Arnold Machin

From humble beginnings as a potteries apprentice Arnold Machin rose to become an acclaimed sculptor creating the iconic bas-relief portrait of Her Majesty the Queen used on all Royal Mail definitive issue stamps.

Patricia Machin

Patricia Machin was born in 1921 and studied painting at Goldsmith's where her tutor was Leonard Applebee. Finding inspiration from the Old Masters and still-life, she was an established painter, illustrator, designer and author.

Francis Machin

Architect, sculptor, businessman and painter, Francis Machin was a talented designer responsible for a range of conservatories and garden buildings still seen throughout the United Kingdom, United States and Europe.

Patricia Machin loved flowers, and wherever she and Arnold lived, she grew them for her illustrations – lilies, oriental poppies, hyacinths, tulips and morning glories, and in particular roses, her favourite being centifolias like Juno and Fantin Latour. Other roses she frequently portrayed in her paintings were the gallicas Rosa Mundi and Jenny Duval, and the damask Madame Hardy.


She continued with her own artistic career, conserving the beauty of the flowers she grew, particularly her roses, in still-life paintings. She grew all of the flowers she painted believing that if she were to resort to bought flowers, she would never find ones good-enough for her work. She and Arnold often visited the V&A Museum, and in the 1970s, Patricia became intrigued by the beautiful floral designs painted on papier mache trays they had on display there. They gave her the idea of producing tin trays decorated in a similar way with her own paintings. She approached the Metal Box Company and a range of products were developed, including trays, tea caddies, bins and containers, all displaying her work. One of the trays depicted Chatsworth House framed by roses, requested by the Duchess of Devonshire.

During the 1970s, the BBC made a programme about Arnold and Patricia's garden at Offley Rock which was also featured in a gardening magazine. Norman Painting said of her work:

“Flower paintings often fail to stand up to close scrutiny. Patricia Machin's glorious paintings of flowers are an exception – in urns, or still lifes with grapes, lemons and onions they reveal a close study and intimate knowledge of the subject. Her roses have the feel of roses, the bloom on her grapes is almost tangible. She knows, and shows, how an oriental poppy - say Perry's White – differs in colour, structure and texture from, say, a Blanc Double de Coubert rose, or a floret of a white hyacinth.
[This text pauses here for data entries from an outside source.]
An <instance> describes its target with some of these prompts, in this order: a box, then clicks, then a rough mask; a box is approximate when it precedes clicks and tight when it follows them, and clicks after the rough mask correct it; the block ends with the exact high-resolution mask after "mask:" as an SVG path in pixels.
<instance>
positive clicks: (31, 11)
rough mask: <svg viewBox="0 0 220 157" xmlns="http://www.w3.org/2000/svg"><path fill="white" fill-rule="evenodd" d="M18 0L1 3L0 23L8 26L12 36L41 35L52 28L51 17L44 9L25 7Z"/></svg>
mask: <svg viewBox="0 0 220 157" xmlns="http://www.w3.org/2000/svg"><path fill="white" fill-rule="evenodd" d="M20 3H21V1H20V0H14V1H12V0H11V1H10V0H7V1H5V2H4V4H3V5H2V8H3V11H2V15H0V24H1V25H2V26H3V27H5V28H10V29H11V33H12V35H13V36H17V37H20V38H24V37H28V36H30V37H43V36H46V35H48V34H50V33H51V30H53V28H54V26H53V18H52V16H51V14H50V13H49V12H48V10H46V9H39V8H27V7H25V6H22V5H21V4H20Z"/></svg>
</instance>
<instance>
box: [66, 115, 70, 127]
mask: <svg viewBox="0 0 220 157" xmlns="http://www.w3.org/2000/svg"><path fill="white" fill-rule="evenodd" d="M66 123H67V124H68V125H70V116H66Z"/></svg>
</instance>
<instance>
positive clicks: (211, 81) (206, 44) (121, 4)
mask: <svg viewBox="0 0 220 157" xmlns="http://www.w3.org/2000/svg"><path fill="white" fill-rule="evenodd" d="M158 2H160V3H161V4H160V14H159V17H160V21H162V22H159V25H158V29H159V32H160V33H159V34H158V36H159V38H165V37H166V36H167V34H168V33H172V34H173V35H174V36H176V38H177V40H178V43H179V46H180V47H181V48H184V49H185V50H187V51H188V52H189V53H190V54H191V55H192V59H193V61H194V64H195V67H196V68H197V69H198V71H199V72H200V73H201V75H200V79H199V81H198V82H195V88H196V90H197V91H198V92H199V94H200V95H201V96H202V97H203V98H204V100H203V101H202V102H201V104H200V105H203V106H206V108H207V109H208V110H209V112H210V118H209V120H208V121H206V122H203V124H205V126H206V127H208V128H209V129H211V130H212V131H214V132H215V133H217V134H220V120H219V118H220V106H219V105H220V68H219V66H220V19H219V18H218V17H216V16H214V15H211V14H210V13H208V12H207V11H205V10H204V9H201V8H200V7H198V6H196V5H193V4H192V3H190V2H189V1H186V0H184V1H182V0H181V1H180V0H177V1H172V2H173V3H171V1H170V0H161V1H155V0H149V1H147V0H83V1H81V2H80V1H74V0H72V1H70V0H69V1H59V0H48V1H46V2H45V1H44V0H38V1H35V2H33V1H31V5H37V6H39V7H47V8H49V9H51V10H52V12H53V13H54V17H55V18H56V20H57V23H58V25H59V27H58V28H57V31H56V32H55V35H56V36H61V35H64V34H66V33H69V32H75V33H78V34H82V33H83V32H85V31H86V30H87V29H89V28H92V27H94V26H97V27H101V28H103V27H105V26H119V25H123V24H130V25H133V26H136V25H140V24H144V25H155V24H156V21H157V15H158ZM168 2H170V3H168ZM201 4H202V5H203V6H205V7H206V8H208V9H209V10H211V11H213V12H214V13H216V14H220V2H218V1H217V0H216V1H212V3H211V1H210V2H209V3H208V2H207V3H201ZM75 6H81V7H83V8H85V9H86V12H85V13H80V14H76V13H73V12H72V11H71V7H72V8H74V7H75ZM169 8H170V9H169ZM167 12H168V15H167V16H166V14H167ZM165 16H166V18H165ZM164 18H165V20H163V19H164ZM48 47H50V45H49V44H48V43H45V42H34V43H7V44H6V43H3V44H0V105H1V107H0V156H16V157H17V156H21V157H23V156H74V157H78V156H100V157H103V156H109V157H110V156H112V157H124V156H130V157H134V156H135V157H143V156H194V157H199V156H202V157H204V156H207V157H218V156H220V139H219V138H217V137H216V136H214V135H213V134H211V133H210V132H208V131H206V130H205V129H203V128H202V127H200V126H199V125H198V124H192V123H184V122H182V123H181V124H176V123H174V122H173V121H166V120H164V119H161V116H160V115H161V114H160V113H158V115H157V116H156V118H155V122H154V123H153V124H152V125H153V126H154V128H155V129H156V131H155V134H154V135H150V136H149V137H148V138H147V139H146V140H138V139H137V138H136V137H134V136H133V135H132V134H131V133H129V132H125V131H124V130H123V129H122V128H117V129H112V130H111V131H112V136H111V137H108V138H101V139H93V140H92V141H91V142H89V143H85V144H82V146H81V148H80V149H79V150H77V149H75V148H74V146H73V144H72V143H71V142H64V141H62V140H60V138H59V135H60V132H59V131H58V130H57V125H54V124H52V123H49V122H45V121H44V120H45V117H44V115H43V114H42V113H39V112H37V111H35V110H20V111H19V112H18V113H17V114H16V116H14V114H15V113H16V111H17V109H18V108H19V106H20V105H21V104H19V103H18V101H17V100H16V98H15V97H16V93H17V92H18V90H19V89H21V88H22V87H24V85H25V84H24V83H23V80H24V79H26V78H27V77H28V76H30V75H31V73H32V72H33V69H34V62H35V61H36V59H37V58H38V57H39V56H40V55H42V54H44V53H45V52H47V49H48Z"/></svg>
Flowers are presented in her paintings, not merely as beautiful things, but as individuals which have been tended, weeded round, fed and cherished by a gardener who understands them.”

In 1981, Lady Collins, a friend of Pat's, asked her to illustrate a book of hymns to be produced by Collins the publishers. She later also illustrated the 'Pocket Poets' books published by Webb and Bower.

Her paintings are in collections throughout the world.